Филиппов (подходит и вырывает книгу). Некогда!
Митя. Заколачивай, друзья!
Филиппов. Ребята, постой! Напишем ему письмо и положим. Когда станет распаковывать, найдет, Ей-богу!
Комиссаров. Дело.
Филиппов. Ленька, садись, строчи.
Короткий. Готово, Горка, командуй.
Филиппов. Ну… ‘Дорогой друг Вячеслав Ларионыч!’.
Короткий. ‘Ну’ писать?
Филиппов. Не дури! ‘Когда будешь читать это письмо, ты будешь далеко от нас, в Москве, но мы тебя помним на всю жизнь… И клянемся, что не забудем никогда… не забывай и ты нас… Пиши нам письма…’ Ну, еще что?
Комиссаров. ‘Мы любим только тебя и Сашу Верина… Будешь у него на могиле, поклонись от нас и скажи, что мы его не забыли’.
Филиппов. Верно!
Короткий. Готово… Все.
Филиппов. Будет. Подписывайся. Давай и я. И ты, Митя.
Захарка. Дай и я подмахну!
Короткий. Не наляпай!
Филиппов. Клади. Теперь колоти во всю.
Комиссаров. Знаешь, что? Беги, Короткий, неси каменную чашку, что мы нашли в горах. Положим. Пусть в университете посмотрят. Все равно, мы, ведь, хотели ее посылать туда.
Филиппов. Сыпь, Ленька!
Короткий. Ключ от шкафа.
Филиппов. На!
Короткий. Иду! (Уходит).
Захарка. Пойду и я… за Ванькой на озеро. А то он просидит и из-за ерша и не попрощается с Вячеславом Ларионычем.
Филиппов. Смотри, сам не застревай! Знаю я тебя. Захарка. Я-то? Ну, нет брат, я сейчас! (Убегает). Филиппов. Ну, как, Митя, на ту зиму будем учиться без него-то? Чай, в школу итти не захочешь?
Комиссаров. А что он говорил? забыл: ‘Тот, кто бросит школу, тот, значит, не друг мне. И писать тому не стану’. Нет, я все-таки пойду.

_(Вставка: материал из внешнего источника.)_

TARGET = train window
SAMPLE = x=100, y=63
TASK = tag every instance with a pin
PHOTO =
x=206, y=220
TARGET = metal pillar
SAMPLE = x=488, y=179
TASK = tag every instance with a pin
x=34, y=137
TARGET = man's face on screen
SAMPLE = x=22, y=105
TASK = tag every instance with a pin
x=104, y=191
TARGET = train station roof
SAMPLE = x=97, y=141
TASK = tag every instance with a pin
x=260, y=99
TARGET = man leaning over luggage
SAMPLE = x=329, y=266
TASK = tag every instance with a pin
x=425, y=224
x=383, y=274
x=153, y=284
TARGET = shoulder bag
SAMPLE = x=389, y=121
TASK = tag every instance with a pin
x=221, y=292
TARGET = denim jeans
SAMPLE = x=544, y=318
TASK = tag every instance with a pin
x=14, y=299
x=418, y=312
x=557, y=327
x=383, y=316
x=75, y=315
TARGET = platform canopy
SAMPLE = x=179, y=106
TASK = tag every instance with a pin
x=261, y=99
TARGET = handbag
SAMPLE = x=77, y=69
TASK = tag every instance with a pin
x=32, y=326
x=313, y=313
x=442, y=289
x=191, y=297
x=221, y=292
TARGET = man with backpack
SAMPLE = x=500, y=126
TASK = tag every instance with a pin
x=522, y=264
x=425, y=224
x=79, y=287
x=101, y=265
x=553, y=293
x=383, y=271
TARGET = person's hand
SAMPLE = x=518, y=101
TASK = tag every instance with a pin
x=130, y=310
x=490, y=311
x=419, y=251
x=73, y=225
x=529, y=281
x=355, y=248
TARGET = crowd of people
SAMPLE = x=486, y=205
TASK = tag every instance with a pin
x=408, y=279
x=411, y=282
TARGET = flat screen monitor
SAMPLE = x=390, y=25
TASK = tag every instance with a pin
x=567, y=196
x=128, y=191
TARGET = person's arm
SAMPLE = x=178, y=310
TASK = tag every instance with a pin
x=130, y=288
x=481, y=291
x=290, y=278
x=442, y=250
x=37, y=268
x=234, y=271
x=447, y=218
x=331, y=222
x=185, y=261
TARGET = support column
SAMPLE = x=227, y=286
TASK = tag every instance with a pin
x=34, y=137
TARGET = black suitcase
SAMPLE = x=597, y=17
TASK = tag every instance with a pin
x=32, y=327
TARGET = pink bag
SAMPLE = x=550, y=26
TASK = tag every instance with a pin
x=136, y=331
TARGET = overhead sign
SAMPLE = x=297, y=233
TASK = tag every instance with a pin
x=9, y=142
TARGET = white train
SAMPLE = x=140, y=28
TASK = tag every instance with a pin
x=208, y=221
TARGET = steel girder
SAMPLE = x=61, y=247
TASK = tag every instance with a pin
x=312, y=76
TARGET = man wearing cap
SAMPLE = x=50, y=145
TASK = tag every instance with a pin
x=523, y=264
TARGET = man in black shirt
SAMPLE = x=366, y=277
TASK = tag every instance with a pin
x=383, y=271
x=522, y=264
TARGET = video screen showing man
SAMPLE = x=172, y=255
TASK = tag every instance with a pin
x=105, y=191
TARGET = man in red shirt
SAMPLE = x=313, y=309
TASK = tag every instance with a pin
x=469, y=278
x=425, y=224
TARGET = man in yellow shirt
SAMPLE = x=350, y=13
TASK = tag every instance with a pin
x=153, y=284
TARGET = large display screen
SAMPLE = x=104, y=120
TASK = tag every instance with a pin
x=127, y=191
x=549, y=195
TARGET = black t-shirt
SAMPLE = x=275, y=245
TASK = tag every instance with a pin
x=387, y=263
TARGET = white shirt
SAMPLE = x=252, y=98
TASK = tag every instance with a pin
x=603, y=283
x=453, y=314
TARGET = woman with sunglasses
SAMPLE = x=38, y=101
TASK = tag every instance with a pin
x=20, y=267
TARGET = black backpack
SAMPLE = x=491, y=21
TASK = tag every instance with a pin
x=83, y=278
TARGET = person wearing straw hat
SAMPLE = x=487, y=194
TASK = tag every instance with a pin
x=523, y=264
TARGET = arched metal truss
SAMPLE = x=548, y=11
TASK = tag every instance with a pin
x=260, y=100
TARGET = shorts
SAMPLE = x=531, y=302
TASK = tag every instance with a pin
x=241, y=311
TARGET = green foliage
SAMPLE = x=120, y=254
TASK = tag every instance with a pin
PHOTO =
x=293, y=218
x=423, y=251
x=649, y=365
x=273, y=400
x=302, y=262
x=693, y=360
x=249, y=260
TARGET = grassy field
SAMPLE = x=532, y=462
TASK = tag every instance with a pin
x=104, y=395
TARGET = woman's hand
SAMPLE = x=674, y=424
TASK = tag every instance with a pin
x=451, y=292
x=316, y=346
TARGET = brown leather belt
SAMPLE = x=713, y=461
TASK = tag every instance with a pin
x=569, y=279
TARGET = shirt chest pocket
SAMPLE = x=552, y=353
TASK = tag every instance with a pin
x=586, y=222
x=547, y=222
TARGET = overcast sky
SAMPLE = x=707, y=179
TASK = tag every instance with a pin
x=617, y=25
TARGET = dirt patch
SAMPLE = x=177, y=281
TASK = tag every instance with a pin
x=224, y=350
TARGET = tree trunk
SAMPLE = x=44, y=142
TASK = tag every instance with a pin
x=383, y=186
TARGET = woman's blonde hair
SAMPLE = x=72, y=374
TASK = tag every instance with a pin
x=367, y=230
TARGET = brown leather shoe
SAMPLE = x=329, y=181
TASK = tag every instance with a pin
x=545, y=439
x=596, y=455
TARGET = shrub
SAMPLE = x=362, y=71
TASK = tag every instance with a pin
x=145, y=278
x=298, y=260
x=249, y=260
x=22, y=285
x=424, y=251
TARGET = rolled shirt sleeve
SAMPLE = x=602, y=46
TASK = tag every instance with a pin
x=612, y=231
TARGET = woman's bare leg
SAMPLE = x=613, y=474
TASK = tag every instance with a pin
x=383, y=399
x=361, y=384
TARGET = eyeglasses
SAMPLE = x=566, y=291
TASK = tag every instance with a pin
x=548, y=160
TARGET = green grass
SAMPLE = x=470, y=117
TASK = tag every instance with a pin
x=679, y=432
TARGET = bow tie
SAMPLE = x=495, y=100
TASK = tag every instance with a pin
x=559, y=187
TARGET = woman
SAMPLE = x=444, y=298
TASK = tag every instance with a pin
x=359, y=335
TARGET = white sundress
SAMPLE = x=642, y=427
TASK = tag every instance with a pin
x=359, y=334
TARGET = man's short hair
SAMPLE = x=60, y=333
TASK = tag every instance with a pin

Хошь и бабу нам прислали. Все одно пойду. И журнал выпускать будем.
Филиппов. Без журнала не житье. (Тихо). Я вчера про осень стихи написал… На прощанье… А Кузьме-чорту как-нибудь ноги обломаю, что не говори. Сердце не сдюжит.
Комиссаров. Нет, Кузьма хоть и зол на него и рад, но не в нем причина. Вячеслав Ларионыч говорил. Поп донес на него. Полиция ввязалась.
Филиппов. Вот долгогривый… Да, они с Кузьмой заодно: пьянствуют и в карты дуются. Попу-то что еще надо?
Комиссаров. Не понравилось, вишь, что он на съезде о законе божьем говорил. Про ребра Адама и про житье-бытье Ионы во чреве. Сказки, говорит, все это, и в школе туманить голову детям этим не надо.
Филиппов. Да, смелый он, отчаянный. Папанька мой говорил, что заарестуют его когда-нибудь. А ему хошь бы што. Смеется… Всех, говорит, не пересажают. Нас много. (Таинственно). А, знаешь, книги запрещенные он нам оставляет. Только никому нс говори, пока что.
Комиссаров. А ты где их спрятал-то?
Филиппов. В овине на гумне зарыл. Не найти. По воскресеньям будем читать. Знаешь ‘Молодая жизнь’… эх, вот книга! Сестра с маманькой у меня ревмя ревели, как я прочел.
Комиссаров. Ты дай ее мне. Я дома прочту.
Филиппов. Хорошо.

(Вбегает Короткий, несет каменную чашу).

Короткий. Уф! Насилу отыскал. Ну и завалилась. На ключ!
Филиппов. Ну, давай гвозди. На столе там. Постой, не той стороной. Видишь, Трохинская надпись. Ишь ты! ‘Торговля мукой и зерном Степана Авдеича Трохина с сыновьями’.. Это наш-то Лешка в купцы попал. Пошлет его дед в город или нет? (Заколачивает). Вячеслав Ларионыч пошел его разубеждать.
Комиссаров. Старик упористый. Не сдаст, чай. Как бороду свою закусит, так ему хоть кол на голове стругай, — не сдвинется.
Короткий. Вячеслав Ларионыч урезонит: против него не выстоишь.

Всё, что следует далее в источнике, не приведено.